Statement by H.E. Ambassador Ertuğrul Apakan, Permanent Representative of the Mission of Turkey to the United Nations, at the General Debate of the First Commitee of the 64th Session of the General Assembly

Ertuğrul Apakan 07.10.2009
Mr. Chairman,

I would also like to begin by congratulating you and the other members of the bureau on your well-deserved election. We are confident that the First Committee will successfully complete its deliberations under your able leadership.

Mr. Chairman,

Turkey attaches great significance to global, overall disarmament and supports all efforts towards increased international security and stability through arms control, non-proliferation and disarmament. Turkey is a party to all major international non-proliferation instruments and export control regimes and we wish to see the universalization, effective and coordinated implementation and further strengthening of these measures. We therefore firmly support the revitalization of the international disarmament agenda through coordinated efforts. We would like the United Nations to play a more effective role in these efforts.

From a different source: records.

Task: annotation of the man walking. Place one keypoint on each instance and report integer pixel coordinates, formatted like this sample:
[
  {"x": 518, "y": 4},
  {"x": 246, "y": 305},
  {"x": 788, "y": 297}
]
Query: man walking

The Nuclear Non-Proliferation Treaty (NPT) continues to lie at the heart of these measures. We are dedicated to the full compliance with the NPT regime, including the Comprehensive Safeguards Agreements and the Additional Protocols. The NPT remains as relevant and indispensable today as it was 40 years ago with its three mutually reinforcing pillars, namely non-proliferation, nuclear disarmament - general and complete disarmament - and peaceful use of nuclear energy. Although much has been achieved in this area, we believe that there is still a need to reinforce the integrity and credibility of the NPT regime, as well as to achieve its universality, through an equal and balanced treatment of these three dimensions.

We are encouraged by the positive and constructive atmosphere that prevailed in the NPT Preparatory Committee earlier this year and earnestly hope that the 2010 Review Conference will also lead to a successful outcome. The commencement of negotiations on a Fissile Material Cut-off Treaty (FMCT), an early entry into force of the Comprehensive Test-Ban Treaty (CTBT) and a follow-up to the START-I, all of which stand among the 13 Practical Steps of 2000, could play a catalyst role for the success of the NPT Review Conference in 2010.

Mr. Chairman,

We believe that the strengthening of the safeguards system of the International Atomic Energy Agency (IAEA) and promoting the Agency's role in advancing safe and peaceful use of nuclear technology are also essential for the sustainability of the NPT regime in the long run. It is our firm belief that States in full compliance with their safeguards obligations should have unhindered access to civilian nuclear technology, as provided for in the NPT. In our view, this would only contribute to the further strengthening and universalization of the NPT regime. Having said that, we must also ensure that all requisite steps be taken so that there will be no diversion of nuclear programs from peaceful to military uses.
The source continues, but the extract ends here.